We launched new forums in March 2019—join us there. In a hurry for help with your website? Get Help Now!
    • 24719
    • 194 Posts
    Hi,

    The $xpdo->getCollection method returns an entire collection of objects. That’s fine if there aren’t too many objects to be retrieved, but if there are a lot php can run out of memory. The solutions I’ve found are:

    1) increase the php memory limit - not a good approach since it could potentially compromise the stability of the server,
    2) break the data into chunks by executing a query to return the ids i need, then loop through passing them to xpdo->getObject to retrieve the objects i want - not great because we’re essentially duplicating queries to the db, adding extra load to it.

    So, i was wondering if instead of doing:

    $people = $xpdo->getCollection('Person');
    foreach ($people as $person)
      $person->eat();
    


    it might be better to implement some kind of memory management that would be accessed like:

    $people = $xpdo->getBufferedCollection('Person');
    while ($person = $people->getNextObject())
      $person->eat();
    


    The getNextObject method would refill a buffer every time it runs out, meaning that we don’t have to duplicate calls to the db, and we wouldn’t run into the memory issues of a pure getCollection call for large datasets.

    Does this sound like a good idea? Is it in the works? Is it already implemented somehow in xpdo and I’ve missed it? Is there a better alternative?
    • What you want is lazy loading, which is in the latest versions. You simply get the collection with a query which selects only the id field and anytime you try and access a field (or set of fields) in the object which is not loaded from the db, a new query is issued.
        • 24719
        • 194 Posts
        Quote from: OpenGeek at Jul 10, 2008, 03:34 PM

        What you want is lazy loading, which is in the latest versions. You simply get the collection with a query which selects only the id field and anytime you try and access a field (or set of fields) in the object which is not loaded from the db, a new query is issued.

        have you got some sample code for this please?
          • 24719
          • 194 Posts
          ok i’ve got it. the following works. cheers.

          $criteria = $this->xpdo->newQuery('Person');
          $criteria->select('id');
          
          if ($people = $this->xpdo->getCollection('Person', $criteria)) 
          {
                      foreach ($people as $person)
                          $person->eat();
          }
          
            • 24719
            • 194 Posts
            ...but looking at a dump of the $people array, it still looks too big.

            i had a problem retrieving around 900 objects a while ago, so i used approach 2 that i mentioned above. The way you suggest would still mean we’d need too much RAM allocated to apache, even if the object data wasn’t completely populated.
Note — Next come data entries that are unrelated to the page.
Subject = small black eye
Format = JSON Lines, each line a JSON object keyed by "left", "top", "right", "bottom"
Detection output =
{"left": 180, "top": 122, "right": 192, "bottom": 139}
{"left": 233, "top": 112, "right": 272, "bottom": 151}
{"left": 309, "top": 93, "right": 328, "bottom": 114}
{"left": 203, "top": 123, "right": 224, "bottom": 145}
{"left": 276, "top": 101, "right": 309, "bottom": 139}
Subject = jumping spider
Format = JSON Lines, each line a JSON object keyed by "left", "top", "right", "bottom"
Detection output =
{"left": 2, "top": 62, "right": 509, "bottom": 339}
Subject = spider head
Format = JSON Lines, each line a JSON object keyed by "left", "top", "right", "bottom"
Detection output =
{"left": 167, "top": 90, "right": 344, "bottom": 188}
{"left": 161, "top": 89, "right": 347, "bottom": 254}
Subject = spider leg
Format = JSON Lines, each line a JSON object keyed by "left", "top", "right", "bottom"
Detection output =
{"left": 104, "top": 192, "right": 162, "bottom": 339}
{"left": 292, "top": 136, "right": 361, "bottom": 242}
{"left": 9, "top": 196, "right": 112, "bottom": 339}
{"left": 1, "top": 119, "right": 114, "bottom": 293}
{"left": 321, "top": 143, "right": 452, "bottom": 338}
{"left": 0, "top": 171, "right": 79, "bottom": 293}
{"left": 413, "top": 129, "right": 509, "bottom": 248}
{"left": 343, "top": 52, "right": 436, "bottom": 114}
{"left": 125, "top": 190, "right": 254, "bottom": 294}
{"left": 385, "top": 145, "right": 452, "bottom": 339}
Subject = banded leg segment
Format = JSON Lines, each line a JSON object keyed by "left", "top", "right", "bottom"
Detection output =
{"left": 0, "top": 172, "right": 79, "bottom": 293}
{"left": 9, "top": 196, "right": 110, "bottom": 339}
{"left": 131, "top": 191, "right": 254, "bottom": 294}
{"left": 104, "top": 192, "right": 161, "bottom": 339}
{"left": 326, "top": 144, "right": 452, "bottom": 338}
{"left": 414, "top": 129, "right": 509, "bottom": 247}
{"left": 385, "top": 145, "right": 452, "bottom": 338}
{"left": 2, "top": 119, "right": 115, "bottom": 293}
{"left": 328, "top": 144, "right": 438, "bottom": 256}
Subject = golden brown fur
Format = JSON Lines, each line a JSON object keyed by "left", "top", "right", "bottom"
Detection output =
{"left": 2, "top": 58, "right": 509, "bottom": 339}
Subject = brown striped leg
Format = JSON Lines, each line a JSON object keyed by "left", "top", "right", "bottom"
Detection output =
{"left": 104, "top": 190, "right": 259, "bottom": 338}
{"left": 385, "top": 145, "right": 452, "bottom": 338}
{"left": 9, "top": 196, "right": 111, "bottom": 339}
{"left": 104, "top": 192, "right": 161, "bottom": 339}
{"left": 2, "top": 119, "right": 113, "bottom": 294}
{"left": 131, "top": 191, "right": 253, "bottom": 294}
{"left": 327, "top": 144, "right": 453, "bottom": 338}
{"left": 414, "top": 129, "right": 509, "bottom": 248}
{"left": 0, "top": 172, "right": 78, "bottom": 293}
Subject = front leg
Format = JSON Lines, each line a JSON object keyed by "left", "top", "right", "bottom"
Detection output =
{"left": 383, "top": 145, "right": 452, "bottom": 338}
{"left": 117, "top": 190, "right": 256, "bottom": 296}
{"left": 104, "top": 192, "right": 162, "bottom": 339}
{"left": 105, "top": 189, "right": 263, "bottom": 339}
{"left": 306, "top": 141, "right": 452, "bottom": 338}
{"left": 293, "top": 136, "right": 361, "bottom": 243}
            perhaps there is still scope for a more controlled way of getting collections?
            • Isn’t that what limits are for in the queries? Your approach below is not possible; how am I going to get the full result set if it’s not loaded into memory?
                • 28215
                • 4,149 Posts
                Redman,

                At this point in application design, if you’re having to pull 1000+ records at one time, it might be a good idea to check the necessity of pulling such large numbers of data. What’s the purpose of such a large set? If it’s to grab a long list and output it, is there a way you can paginate the UI to prevent such large data pulls?
                  shaun mccormick | bigcommerce mgr of software engineering, former modx co-architect | github | splittingred.com
                  • 24719
                  • 194 Posts
                  I need to do this for several reasons.

                  Imagine I’ve created a Hotel object (id, name, description, url, docid), a Tag object (id, tag), and a HotelTag object (hotel, tag) that relates Hotels to Tags in a One to Many relationship.

                  On the site, I’d have a standard chunk HotelTpl that formats the Hotel object for display as a modx document.

                  So the reasons I have for wanting to lazily work through a collection of data are:

                  1) To return the 900+ tags in the backend as checkboxes so we can tag Hotels with existing tags - initially I was using getCollection, but kept running out of memory (obviously). So now I use a plain SQL query to return all Tags and all HotelTags, and output all the Tags, checking ones where the id is in the HotelTag array for the given Hotel id. Using getCollection in this case was probably lazy, and doing things this way isn’t too much of a drama since I don’t really need the OO framework for this data when doing this. It’s not particularly good design to return all the tags when editing a document, but it’s quick and dirty and is how i’ve done it and does have certain benefits.

                  2) A time when I would like to use getCollection is if i alter HotelTpl and want to regenerate all the 1000+ Hotel modx documents. The whole dataset doesn’t need to be in memory at one time since I’m not performing operations between objects, I just want to operate on each object individually. So getBufferedCollection could return an object that maintains a buffer - once it pops the next object off the buffer (with getNextObject) it would check whether the total number is below a certain threshold. If it is, it could then query for the next 20 objects for instance, and be in a position to keep doing this until there is no more data in the object’s datastore. Otherwise the workaround is to retrieve all Hotel ids, then iterate through calling $xpdo->getObject(’Hotel’, $id) which would then query the db again. What i’m suggesting could optimise the number of db queries quite significantly, and allows large datasets to be operated on without consuming huge amounts of server resources.

                  Arguably scenario 2 isn’t likely to occur too frequently if only admins can edit a hotel’s description, but what i’m suggesting could have other applications, maybe in the core code.

                  I can see that in 0.9.7 $modx->getDocumentChildren uses getCollection. How will this scale for enterprise-level sites where certain documents could have hundreds of children?